As an example   for the Range column:

Table name:           Orders

Columns:               Customer, Order_Value, Order_Date

 

Suppose you want to classify   your orders into three classes Low, Medium and High orders.

 

You can create a range virtual   column as follows:

 

1. Push the virtual   column button to get the Add   / Edit Virtual Column   dialog.

2. Enter a new name e.g. Order_Class

3. Push the Range button to get to the Enter Ranges dialog

4. Press OK to create a three range virtual   column.

 

Low:         from      the lowest value   to            1000

Medium:   from     1000                        to            3000

High:        from      3000                        to            the highest value available

 

Row #

Order_Value

Order_Class

 1

1000     

Low

 2

2000      

Medium

 3

120     

Low

 4

222     

Low

 5

5000     

High

 6

9000     

High

 7

123     

Low

 8

3444     

High

 9

0     

Low

10

1111     

Low

 

 

 

 

5.3 Mathematical and logical Calculations

SuperQuery   allows you to easily perform   calculations   on your data  , by creating a new column Formula Column   that performs any calculation statement   you define on the data column(s) you specify. You may perform the calculation on any of the following data types:

·         Numerical data    

·         Text data 

·         Date data   

·         Logical data 

·         Another calculation statement 

·         Any mix of any of the above data   types.

 

Following are the calculation operator types:

 

·         Numerical Operators 

1.       + Add  : adds two numerical   operands.

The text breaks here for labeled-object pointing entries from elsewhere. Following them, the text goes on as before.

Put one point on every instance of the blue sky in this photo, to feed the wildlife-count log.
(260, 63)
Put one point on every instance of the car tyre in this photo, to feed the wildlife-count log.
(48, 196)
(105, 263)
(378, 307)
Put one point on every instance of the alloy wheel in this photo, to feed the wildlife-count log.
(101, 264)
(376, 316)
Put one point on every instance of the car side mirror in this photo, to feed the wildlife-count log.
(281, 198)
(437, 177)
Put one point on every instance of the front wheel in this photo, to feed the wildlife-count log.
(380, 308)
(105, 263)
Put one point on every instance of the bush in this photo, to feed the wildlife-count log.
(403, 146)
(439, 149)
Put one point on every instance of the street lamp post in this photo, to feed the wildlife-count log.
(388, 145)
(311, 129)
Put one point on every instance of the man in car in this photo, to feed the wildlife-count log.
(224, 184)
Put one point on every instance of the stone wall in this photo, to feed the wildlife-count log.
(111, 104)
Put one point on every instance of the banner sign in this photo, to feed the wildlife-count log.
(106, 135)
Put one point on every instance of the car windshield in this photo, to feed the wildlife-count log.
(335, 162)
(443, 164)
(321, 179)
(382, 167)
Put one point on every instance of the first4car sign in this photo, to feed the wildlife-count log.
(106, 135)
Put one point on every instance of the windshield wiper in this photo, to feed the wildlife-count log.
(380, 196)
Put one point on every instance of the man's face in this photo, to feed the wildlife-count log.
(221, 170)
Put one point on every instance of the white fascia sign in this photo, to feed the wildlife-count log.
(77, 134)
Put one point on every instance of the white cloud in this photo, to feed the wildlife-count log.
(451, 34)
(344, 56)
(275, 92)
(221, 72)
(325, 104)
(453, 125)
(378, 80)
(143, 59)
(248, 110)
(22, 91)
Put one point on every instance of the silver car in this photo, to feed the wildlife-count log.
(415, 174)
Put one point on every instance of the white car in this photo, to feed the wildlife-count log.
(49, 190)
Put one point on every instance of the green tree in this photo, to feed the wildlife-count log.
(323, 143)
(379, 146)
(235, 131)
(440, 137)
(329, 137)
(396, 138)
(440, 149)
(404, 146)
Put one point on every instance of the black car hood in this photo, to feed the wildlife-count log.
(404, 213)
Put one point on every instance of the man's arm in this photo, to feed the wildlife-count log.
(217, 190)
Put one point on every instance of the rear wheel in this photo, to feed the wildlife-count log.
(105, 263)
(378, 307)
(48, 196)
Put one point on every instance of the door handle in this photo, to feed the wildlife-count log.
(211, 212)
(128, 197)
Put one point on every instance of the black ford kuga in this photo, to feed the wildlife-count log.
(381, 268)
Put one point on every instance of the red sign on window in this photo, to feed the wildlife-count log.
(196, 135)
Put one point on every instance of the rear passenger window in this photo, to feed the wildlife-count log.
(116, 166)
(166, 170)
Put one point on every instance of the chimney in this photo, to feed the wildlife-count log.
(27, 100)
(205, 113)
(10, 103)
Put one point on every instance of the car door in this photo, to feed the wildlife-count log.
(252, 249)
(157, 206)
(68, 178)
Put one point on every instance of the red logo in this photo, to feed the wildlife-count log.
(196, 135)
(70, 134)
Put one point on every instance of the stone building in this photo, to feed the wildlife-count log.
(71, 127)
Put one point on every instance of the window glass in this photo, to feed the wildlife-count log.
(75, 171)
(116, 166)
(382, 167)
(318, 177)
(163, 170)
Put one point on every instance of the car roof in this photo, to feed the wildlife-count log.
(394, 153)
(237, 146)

2.        - Subtract  : subtracts two numerical   operands.

3.       * Multiply  : multiplies two numerical   operands.

4.       / Divide  : divides two numerical   operands.

5.        / Remainder   Divide  : Remainder Division operator returns the quotient of  the division of the two integer operands .   

6.        Convert to Text  : converts one numeric field to a text field.

7.        Offset Numeric  : offsets (shifts) the selected column with the specified number of rows  .

 

·         Text Operators 

1.        Concatenate  : concatenates two text operands.

2.       Convert to Numeric  : converts one text field to its numerical   equivalent.

3.        Get word  : extracts a word from a string by giving its position (zero based) and the separator character that separates the words in the string.

4.        Substring  : extracts a substring from a text field, the operator takes three operands; the string to extract from, the start position (zero base) and the number of characters to be extracted.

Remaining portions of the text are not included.